15.1 Procédures de calcul de scans
Le premier problème rencontré pour la génération de code pour les scans et les réductions sur un Cray est l'absence de certaines primitives de calcul de récurrences optimisées. La bibliothèque d'algèbre linéaire du Cray (BLAS1) contient quelques primitives de réduction optimisées pour les fonctions somme, maximum et minimum et produit scalaire. Évidemment, la primitive pour calculer efficacement la fonction search décrite à la section 10.3 n'existe pas. Comme elle est utilisée dans un de nos deux exemples, nous l'avons implanté. Cela se fait facilement en utilisant la réduction-maximum et en utilisant le tableau de booléens comme un tableau d'entiers contenant uniquement des 0 et des 1. Le tableau est plus noir pour les scans. Les seuls scans correctement optimisés que nous avons trouvé sont ceux relatifs à l'addition et la multiplication. Or les exemples nécessitent des scans pour la multiplication complexe, pour le maximum et pour le minimum. Nous avons donc été conduit à implanter nos propres scans. La méthode utilisée est la méthode dite du partitionnement.
Par exemple, si o est la taille des registres vectoriels de la machine, la procédure pour calculer les sommes partielles d'un tableau s entre les bornes start et end est :
p=(end-start+1)/o
DO i=1,p-1
  DO j=start,end,p
    s(j+i)=s(j+i)+s(j+i-1)
  END DO
END DO
DO i=start+p,end,p
  DO j=p-1,0,-1
    s(i+j)=s(i+j)+s(i-1)
  END DO
END DO
La boucle de pas -1 dans le second nid permet de ne pas introduire de bulle dans le pipeline. Ce code est du, en grande partie, au professeur C. Timsit du laboratoire PRiSM.
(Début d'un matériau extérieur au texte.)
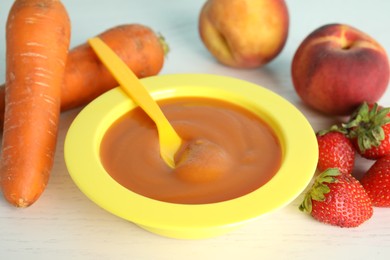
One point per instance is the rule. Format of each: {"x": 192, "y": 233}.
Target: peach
{"x": 244, "y": 33}
{"x": 337, "y": 67}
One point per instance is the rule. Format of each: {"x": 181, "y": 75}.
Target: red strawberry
{"x": 369, "y": 128}
{"x": 337, "y": 199}
{"x": 335, "y": 151}
{"x": 376, "y": 182}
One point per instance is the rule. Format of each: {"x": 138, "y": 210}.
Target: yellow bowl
{"x": 297, "y": 138}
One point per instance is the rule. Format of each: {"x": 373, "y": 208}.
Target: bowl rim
{"x": 298, "y": 141}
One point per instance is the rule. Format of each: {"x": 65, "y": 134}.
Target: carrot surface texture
{"x": 86, "y": 77}
{"x": 37, "y": 44}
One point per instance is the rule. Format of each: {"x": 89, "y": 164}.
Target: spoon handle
{"x": 169, "y": 140}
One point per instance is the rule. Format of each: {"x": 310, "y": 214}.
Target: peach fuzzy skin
{"x": 337, "y": 67}
{"x": 244, "y": 33}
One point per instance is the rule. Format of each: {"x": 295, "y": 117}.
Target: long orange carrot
{"x": 37, "y": 43}
{"x": 86, "y": 77}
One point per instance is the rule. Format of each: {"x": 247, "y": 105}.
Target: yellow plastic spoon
{"x": 169, "y": 140}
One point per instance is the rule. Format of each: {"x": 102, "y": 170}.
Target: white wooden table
{"x": 65, "y": 224}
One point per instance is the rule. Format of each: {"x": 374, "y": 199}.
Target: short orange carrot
{"x": 37, "y": 43}
{"x": 86, "y": 77}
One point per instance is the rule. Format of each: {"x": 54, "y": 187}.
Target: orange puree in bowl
{"x": 227, "y": 152}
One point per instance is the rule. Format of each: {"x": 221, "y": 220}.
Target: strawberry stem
{"x": 319, "y": 189}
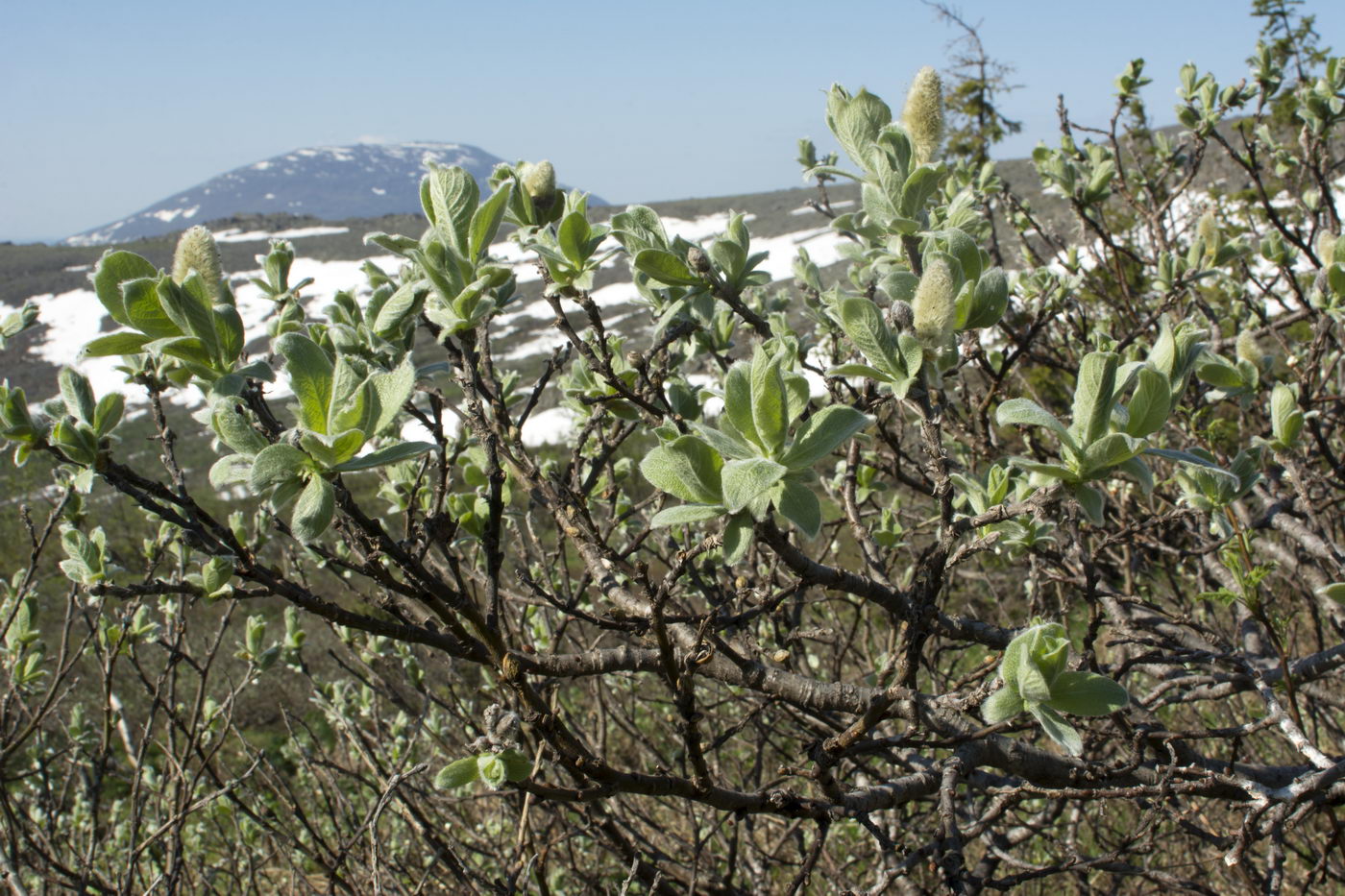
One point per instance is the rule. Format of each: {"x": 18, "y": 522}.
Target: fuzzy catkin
{"x": 538, "y": 180}
{"x": 934, "y": 308}
{"x": 197, "y": 251}
{"x": 923, "y": 114}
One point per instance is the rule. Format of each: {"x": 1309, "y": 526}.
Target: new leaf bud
{"x": 935, "y": 311}
{"x": 1327, "y": 242}
{"x": 923, "y": 114}
{"x": 538, "y": 181}
{"x": 901, "y": 315}
{"x": 197, "y": 251}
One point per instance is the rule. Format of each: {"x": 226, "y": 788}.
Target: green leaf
{"x": 737, "y": 537}
{"x": 453, "y": 197}
{"x": 799, "y": 505}
{"x": 389, "y": 455}
{"x": 399, "y": 307}
{"x": 685, "y": 514}
{"x": 517, "y": 765}
{"x": 77, "y": 395}
{"x": 309, "y": 373}
{"x": 188, "y": 305}
{"x": 860, "y": 370}
{"x": 1286, "y": 417}
{"x": 574, "y": 238}
{"x": 966, "y": 251}
{"x": 393, "y": 389}
{"x": 144, "y": 311}
{"x": 1112, "y": 449}
{"x": 336, "y": 448}
{"x": 666, "y": 268}
{"x": 1219, "y": 373}
{"x": 857, "y": 124}
{"x": 315, "y": 509}
{"x": 1334, "y": 591}
{"x": 116, "y": 343}
{"x": 823, "y": 433}
{"x": 229, "y": 331}
{"x": 276, "y": 465}
{"x": 1025, "y": 412}
{"x": 113, "y": 269}
{"x": 686, "y": 469}
{"x": 1150, "y": 403}
{"x": 108, "y": 412}
{"x": 235, "y": 432}
{"x": 746, "y": 479}
{"x": 769, "y": 401}
{"x": 486, "y": 221}
{"x": 493, "y": 770}
{"x": 1085, "y": 693}
{"x": 1093, "y": 395}
{"x": 737, "y": 401}
{"x": 729, "y": 447}
{"x": 1091, "y": 500}
{"x": 457, "y": 774}
{"x": 917, "y": 188}
{"x": 1001, "y": 705}
{"x": 231, "y": 470}
{"x": 989, "y": 301}
{"x": 1058, "y": 729}
{"x": 863, "y": 323}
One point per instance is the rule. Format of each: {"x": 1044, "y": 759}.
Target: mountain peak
{"x": 332, "y": 183}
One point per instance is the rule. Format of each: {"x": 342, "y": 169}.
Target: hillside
{"x": 362, "y": 181}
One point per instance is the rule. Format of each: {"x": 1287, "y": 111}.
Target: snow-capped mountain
{"x": 332, "y": 183}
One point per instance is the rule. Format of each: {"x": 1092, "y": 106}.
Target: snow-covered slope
{"x": 332, "y": 183}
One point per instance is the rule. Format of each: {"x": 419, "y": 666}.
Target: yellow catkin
{"x": 923, "y": 114}
{"x": 934, "y": 308}
{"x": 538, "y": 180}
{"x": 197, "y": 251}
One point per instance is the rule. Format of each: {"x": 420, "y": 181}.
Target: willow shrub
{"x": 1013, "y": 550}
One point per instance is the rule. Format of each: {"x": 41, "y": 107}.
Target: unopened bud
{"x": 901, "y": 315}
{"x": 1208, "y": 230}
{"x": 538, "y": 181}
{"x": 923, "y": 114}
{"x": 1327, "y": 242}
{"x": 934, "y": 311}
{"x": 197, "y": 251}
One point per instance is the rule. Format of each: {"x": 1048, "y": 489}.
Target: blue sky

Les chercheurs de l'université de Carnegie Mellon ont mis au point une technique plus performante pour implanter les scans [13]. Cette technique du ``loop raking'' réduit le trafic mémoire. L'un des auteurs Marco Zagha reconnaît que pour le Cray Y-MP, le ``loop raking'' n'apporte pas d'amélioration notable. Effectivement, leur implantation en Fortran du calcul des sommes partielles n'est pas plus rapide que la notre. Par contre leur implantation en C et assembleur présente une accélération de 2 par rapport à la version Fortran.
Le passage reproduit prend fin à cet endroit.